It is safe to say that Daniel Swartz and Jacob Kalb were the only persons in Upper Shamrock township who did not like William. Even Miss Miflin, the pretty school-teacher, went riding with him in his buggy, and all the farmers and the farmers' wives were fond of him.

"His learning doesn't spoil him," said Mrs. Ebert, who lived on the next farm. "He is just so nice and common as when he went away."

And then he had gone away again, not to the Normal School, but to Alaska. Sarah remembered dimly how he and his father had pored over the old atlas after the twins had been put, protesting, to bed, and the mother had sat with Albert in her arms, and, when the men were not watching her, with a sad, frightened look in her eyes. Sarah could understand both her brother's eagerness and her mother's sadness. Little did any of them foresee what the next few years were to bring. The little mother went first, with messages for William on her last breath, and now the dear, cheerful father. Surely, if William could have guessed, he would never have gone so far away.

But for two years they had had no word. At first there had been frequent letters. When he reached Seattle, it had been too late for him to go north, and he waited for spring. Then it was difficult to get passage, and there was another delay. After that the letters grew fewer and fewer, and finally ceased.

Meanwhile, a strange shadow had crept over William's name and William's memory. Pretty Miss Miflin asked no more about him, Uncle Daniel came and spoke sharply to Sarah's father and mother and then they talked about him in whispers when they thought Sarah did not hear. Once she caught an unguarded sentence:—

"I have written again. If he does not answer, he is dishonest or—"

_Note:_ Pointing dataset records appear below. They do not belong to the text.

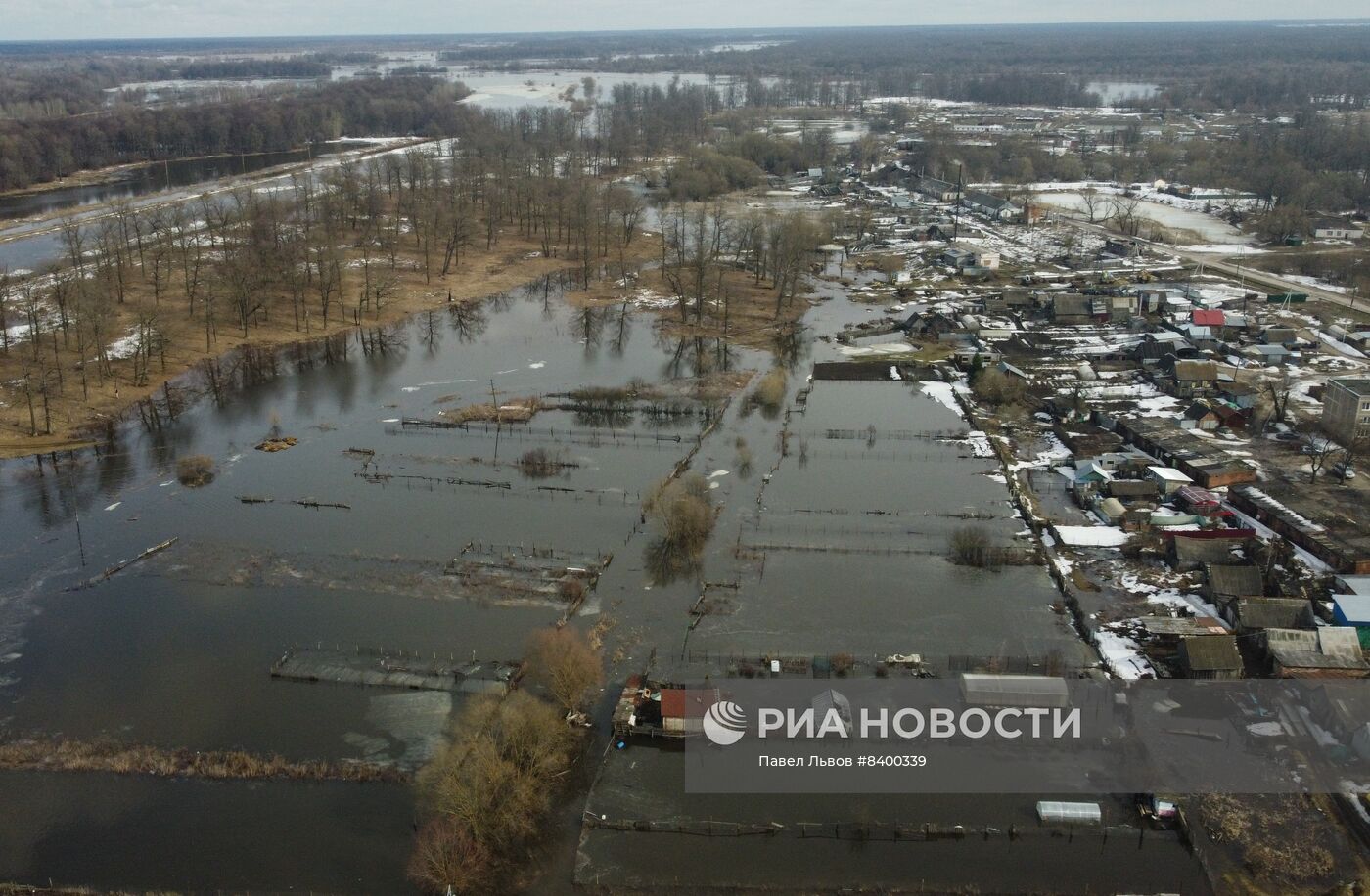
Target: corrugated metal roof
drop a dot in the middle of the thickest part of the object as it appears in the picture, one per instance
(1014, 691)
(1210, 652)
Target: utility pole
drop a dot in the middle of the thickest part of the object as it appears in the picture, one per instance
(955, 212)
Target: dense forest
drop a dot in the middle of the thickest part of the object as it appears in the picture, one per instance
(36, 151)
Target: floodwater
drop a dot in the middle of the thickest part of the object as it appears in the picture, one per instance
(175, 650)
(31, 243)
(1208, 226)
(151, 178)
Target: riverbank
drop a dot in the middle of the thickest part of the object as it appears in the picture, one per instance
(114, 758)
(51, 221)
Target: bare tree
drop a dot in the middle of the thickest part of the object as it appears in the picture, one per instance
(1273, 393)
(566, 664)
(1318, 450)
(1092, 202)
(1125, 214)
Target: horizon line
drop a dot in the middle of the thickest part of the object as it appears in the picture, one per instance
(1362, 21)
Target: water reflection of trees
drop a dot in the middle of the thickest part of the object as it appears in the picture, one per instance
(586, 325)
(666, 563)
(468, 321)
(791, 344)
(431, 335)
(622, 328)
(692, 356)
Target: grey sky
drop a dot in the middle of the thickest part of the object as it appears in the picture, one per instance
(43, 20)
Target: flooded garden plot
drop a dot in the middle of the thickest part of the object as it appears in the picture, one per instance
(365, 534)
(879, 479)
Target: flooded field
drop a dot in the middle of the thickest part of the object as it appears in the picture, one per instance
(1209, 228)
(150, 178)
(415, 534)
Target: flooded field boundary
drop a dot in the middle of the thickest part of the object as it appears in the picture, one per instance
(48, 754)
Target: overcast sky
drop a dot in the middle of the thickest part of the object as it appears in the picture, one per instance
(45, 20)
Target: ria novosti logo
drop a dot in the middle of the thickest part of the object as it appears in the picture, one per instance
(725, 722)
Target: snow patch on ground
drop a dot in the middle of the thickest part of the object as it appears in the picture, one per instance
(1092, 536)
(1122, 656)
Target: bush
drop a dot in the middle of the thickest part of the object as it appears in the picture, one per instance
(195, 470)
(488, 793)
(540, 464)
(564, 662)
(682, 512)
(770, 392)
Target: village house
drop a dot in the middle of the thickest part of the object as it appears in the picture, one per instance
(1187, 379)
(1353, 611)
(1256, 614)
(1228, 582)
(935, 188)
(1346, 407)
(1201, 416)
(1122, 246)
(990, 205)
(1210, 656)
(1338, 229)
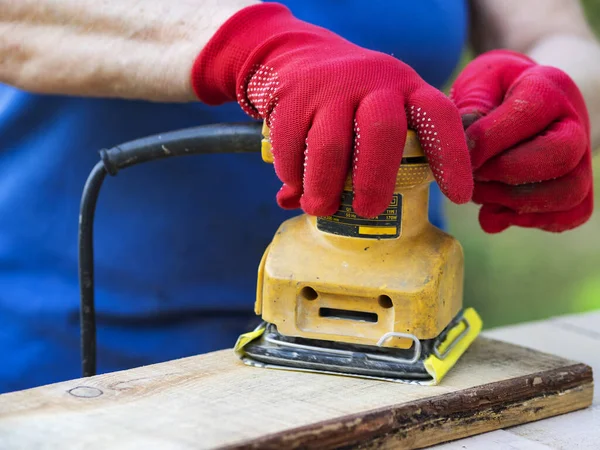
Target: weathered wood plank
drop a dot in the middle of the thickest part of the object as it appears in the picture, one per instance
(213, 400)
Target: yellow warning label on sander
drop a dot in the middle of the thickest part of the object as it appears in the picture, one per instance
(345, 222)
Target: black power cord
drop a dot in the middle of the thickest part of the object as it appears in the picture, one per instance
(219, 138)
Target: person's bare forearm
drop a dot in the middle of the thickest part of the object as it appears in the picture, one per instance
(553, 33)
(136, 49)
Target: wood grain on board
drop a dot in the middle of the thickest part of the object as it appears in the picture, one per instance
(214, 401)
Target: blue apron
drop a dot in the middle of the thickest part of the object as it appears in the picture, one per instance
(177, 241)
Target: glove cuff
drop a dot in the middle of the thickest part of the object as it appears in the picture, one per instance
(218, 67)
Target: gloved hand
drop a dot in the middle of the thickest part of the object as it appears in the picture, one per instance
(528, 132)
(332, 107)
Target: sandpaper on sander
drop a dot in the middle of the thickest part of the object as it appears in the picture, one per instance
(368, 297)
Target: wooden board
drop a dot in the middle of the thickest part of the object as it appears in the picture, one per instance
(574, 336)
(214, 401)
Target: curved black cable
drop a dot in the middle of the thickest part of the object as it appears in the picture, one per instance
(219, 138)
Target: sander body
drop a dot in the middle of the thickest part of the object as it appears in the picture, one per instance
(374, 297)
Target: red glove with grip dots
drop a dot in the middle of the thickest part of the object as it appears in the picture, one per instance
(529, 135)
(332, 107)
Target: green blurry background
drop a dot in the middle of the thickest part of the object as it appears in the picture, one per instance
(520, 275)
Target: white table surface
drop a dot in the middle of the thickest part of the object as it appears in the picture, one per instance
(575, 337)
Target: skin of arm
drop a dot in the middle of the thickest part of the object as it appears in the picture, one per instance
(553, 33)
(133, 49)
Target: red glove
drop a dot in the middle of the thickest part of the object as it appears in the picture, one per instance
(529, 135)
(332, 107)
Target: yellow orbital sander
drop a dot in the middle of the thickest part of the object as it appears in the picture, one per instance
(377, 298)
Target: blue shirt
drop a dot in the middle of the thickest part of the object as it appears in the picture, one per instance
(178, 241)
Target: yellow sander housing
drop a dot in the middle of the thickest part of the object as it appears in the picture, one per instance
(378, 298)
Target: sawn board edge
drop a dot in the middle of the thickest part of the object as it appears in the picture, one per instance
(451, 416)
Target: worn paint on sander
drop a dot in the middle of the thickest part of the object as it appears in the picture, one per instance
(378, 298)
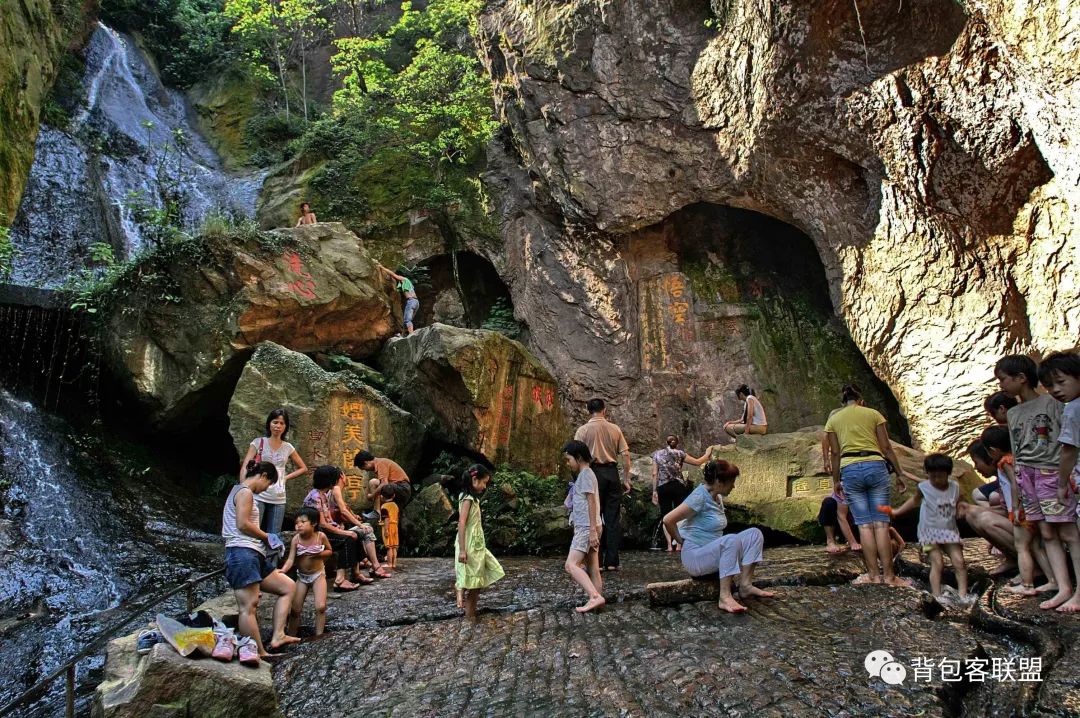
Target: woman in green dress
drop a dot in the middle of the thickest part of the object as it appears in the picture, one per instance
(476, 568)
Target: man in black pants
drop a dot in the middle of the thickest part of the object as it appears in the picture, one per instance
(607, 444)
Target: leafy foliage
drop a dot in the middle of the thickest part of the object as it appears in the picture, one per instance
(8, 254)
(410, 122)
(187, 37)
(501, 319)
(100, 287)
(275, 34)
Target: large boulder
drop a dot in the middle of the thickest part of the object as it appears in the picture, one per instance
(922, 147)
(480, 390)
(332, 416)
(310, 288)
(164, 683)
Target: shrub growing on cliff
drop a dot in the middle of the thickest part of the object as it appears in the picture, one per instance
(8, 253)
(410, 121)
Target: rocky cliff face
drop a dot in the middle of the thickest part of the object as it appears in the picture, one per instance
(920, 146)
(34, 35)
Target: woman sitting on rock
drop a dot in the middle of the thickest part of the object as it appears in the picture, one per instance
(669, 487)
(753, 420)
(862, 460)
(706, 549)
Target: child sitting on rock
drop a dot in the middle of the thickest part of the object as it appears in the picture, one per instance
(391, 514)
(937, 498)
(475, 567)
(307, 551)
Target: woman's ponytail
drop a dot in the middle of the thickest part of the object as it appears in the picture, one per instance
(850, 393)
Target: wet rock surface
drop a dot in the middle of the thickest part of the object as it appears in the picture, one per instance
(312, 289)
(478, 389)
(332, 417)
(920, 146)
(400, 649)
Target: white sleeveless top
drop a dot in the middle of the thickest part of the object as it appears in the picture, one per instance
(755, 417)
(233, 537)
(937, 513)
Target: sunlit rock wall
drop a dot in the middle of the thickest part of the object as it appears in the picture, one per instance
(922, 146)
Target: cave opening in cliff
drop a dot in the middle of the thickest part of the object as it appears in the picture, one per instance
(728, 296)
(468, 294)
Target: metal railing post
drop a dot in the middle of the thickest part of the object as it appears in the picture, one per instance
(68, 669)
(69, 709)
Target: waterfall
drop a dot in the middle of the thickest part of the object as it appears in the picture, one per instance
(79, 540)
(120, 147)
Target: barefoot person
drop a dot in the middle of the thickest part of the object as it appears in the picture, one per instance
(475, 568)
(669, 487)
(706, 549)
(272, 447)
(405, 286)
(585, 519)
(307, 551)
(247, 569)
(606, 445)
(937, 499)
(753, 420)
(862, 455)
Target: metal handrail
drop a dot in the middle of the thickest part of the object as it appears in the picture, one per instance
(102, 639)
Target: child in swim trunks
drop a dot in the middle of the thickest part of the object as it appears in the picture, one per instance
(1034, 425)
(937, 498)
(307, 551)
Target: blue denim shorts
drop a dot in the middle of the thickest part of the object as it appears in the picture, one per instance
(866, 487)
(246, 566)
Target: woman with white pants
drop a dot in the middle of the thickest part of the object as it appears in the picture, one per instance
(706, 550)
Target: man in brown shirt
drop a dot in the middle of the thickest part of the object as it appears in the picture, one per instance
(388, 473)
(607, 445)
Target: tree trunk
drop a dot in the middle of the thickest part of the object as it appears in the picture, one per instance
(304, 76)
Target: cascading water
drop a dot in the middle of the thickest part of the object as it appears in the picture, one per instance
(131, 138)
(78, 541)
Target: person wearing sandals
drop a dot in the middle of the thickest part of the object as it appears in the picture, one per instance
(862, 460)
(342, 541)
(345, 517)
(706, 550)
(247, 568)
(669, 487)
(272, 447)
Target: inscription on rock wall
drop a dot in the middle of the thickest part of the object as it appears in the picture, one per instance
(352, 428)
(665, 312)
(522, 422)
(809, 486)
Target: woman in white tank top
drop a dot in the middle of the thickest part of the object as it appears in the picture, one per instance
(753, 420)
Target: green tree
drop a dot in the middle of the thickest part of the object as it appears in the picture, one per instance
(412, 118)
(275, 34)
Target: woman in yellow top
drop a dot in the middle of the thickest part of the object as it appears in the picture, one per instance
(862, 459)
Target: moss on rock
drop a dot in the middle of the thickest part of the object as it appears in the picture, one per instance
(34, 37)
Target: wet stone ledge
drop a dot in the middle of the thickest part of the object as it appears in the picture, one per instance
(399, 648)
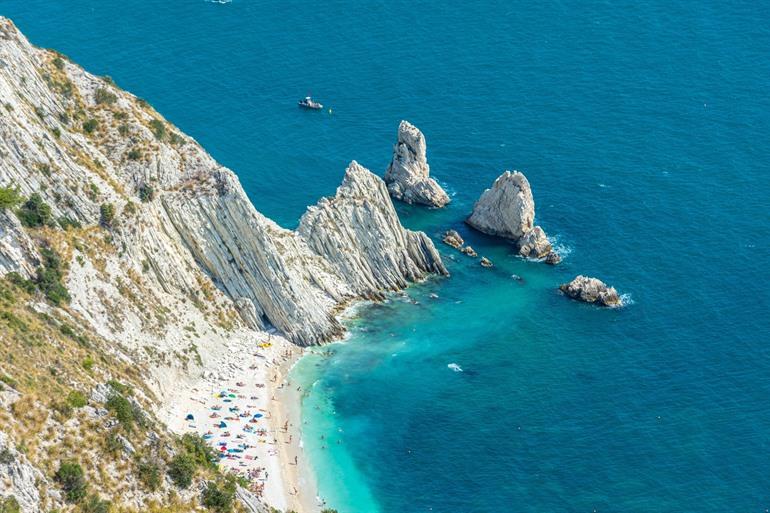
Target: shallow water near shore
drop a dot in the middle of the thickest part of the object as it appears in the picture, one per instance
(643, 130)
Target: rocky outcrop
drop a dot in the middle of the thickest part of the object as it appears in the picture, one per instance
(407, 176)
(82, 143)
(452, 238)
(18, 478)
(591, 290)
(359, 233)
(17, 251)
(508, 210)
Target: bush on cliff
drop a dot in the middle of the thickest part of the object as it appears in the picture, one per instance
(220, 497)
(107, 215)
(72, 480)
(181, 470)
(9, 505)
(9, 197)
(49, 278)
(35, 212)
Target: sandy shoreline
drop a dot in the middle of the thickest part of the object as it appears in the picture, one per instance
(248, 411)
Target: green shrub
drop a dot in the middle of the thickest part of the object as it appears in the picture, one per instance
(49, 278)
(158, 128)
(181, 470)
(5, 378)
(23, 283)
(67, 222)
(201, 452)
(9, 505)
(35, 212)
(72, 480)
(9, 197)
(130, 209)
(88, 363)
(219, 498)
(94, 504)
(103, 96)
(150, 475)
(14, 322)
(107, 215)
(90, 125)
(146, 192)
(119, 387)
(6, 456)
(76, 399)
(124, 411)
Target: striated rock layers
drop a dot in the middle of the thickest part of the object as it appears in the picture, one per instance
(407, 176)
(591, 290)
(508, 210)
(183, 227)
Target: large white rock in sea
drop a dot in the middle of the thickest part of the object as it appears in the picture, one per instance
(197, 237)
(407, 176)
(591, 290)
(507, 210)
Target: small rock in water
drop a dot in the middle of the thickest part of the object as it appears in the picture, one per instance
(591, 290)
(552, 258)
(452, 238)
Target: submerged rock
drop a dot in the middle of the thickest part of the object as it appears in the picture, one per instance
(468, 250)
(407, 176)
(452, 238)
(534, 244)
(552, 258)
(507, 210)
(199, 236)
(591, 290)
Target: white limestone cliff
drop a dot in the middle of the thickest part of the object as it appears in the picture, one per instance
(407, 176)
(81, 142)
(507, 210)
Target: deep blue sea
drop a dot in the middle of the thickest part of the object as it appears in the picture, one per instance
(644, 129)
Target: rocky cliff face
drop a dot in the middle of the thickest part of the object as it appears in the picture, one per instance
(19, 479)
(178, 225)
(507, 210)
(407, 176)
(359, 232)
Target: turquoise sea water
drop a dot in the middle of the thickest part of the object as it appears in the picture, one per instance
(643, 128)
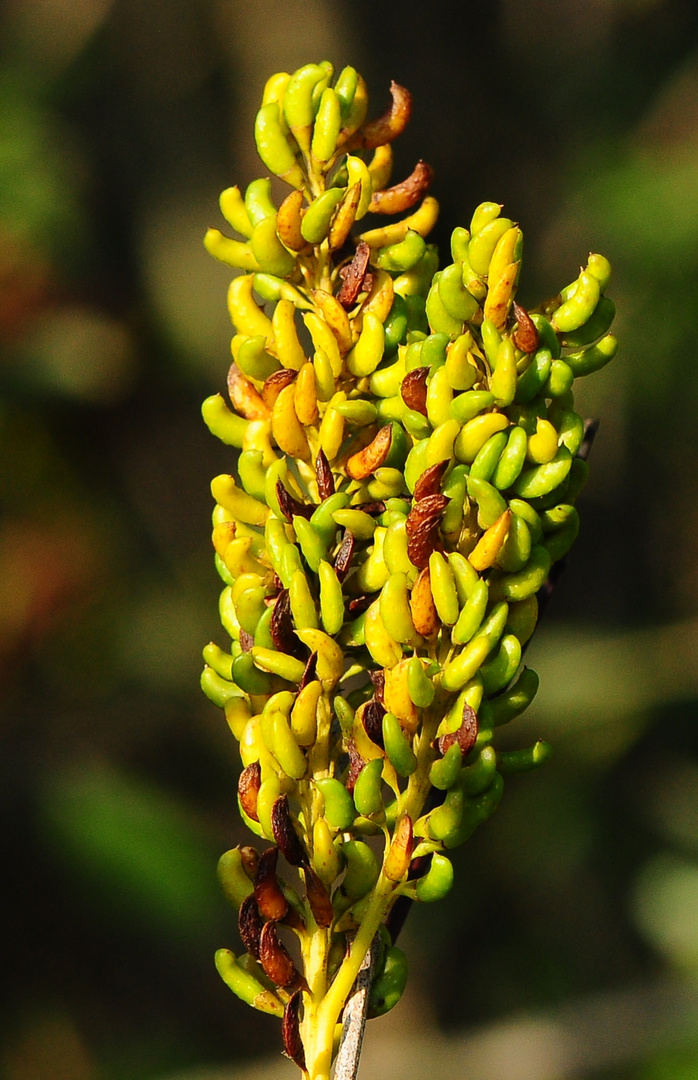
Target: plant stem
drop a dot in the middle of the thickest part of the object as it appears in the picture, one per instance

"No!" her mother had answered sharply. "No! William will come home, and then he will tell us!"

But William had neither come nor written. So far as they knew he had not heard of his mother's death, and there was no telling whether the announcement of his father's death would reach him. Perhaps he, too, might be—

But that thought Sarah would not admit for the fragment of a second to her burdened mind. She wiped away her tears once more, and then she almost succeeded in smiling. The black clouds in the west were parting. Here and there a star peeped through. She knew a few of them by name. There was Venus,—Sarah, whose English was none of the best, would have called it "Wenus,"—her father had loved it. Often he had watched it from this window. Perhaps William saw it, too, in that mysterious night in which he lived. Ah, what tales there would be to tell when William came home!